A single table, with all the daily papers set out on brass rods. The proprietor, who was drinking beer with two customers, stood up to welcome the newcomer.

‘Do you speak French?' Maigret asked.

A negative gesture. Slight embarrassment.

‘Can you give me a beer … 
bier
?'

Once he was seated, he took the slip of paper from his pocket. The last name on the list was the one that his eyes lighted on. He showed it, pronouncing the name two or three times.

‘Liewens.'

The three men began conferring together. Then one of them, a big fellow wearing a sailor's cap, got up and beckoned to Maigret to follow him. Since the inspector had no Dutch currency yet, and offered to pay with a hundred-franc note, he was told repeatedly:

‘
Morgen! Morgen!
'

Tomorrow would do! He could just come back.
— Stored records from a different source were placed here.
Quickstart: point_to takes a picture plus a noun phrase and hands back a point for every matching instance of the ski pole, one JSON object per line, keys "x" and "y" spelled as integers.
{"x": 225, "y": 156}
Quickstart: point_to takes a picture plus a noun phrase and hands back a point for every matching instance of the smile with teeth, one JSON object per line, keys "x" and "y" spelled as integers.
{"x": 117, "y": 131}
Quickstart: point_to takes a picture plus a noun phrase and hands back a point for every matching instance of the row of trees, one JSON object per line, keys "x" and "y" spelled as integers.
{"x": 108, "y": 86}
It was homely. There was something very simple, naive even, about it. Without a word, his guide led Maigret through the streets of the little town. On their left was a shed full of ancient anchors, rigging, chains, buoys and compasses, spilling out on to the pavement. Further along, a sail-maker was working in his doorway.

And the window of the confectioner's shop displayed a bewildering choice of chocolates and elaborate sweetmeats.

‘No speak English?'

Maigret shook his head.

‘
Deutsch?
'

Same reply, and the man resigned himself to silence. At the end of one street, they were already in the countryside: green fields, a canal in which floating logs from Scandinavia took up almost the whole width, ready to be hauled through Holland.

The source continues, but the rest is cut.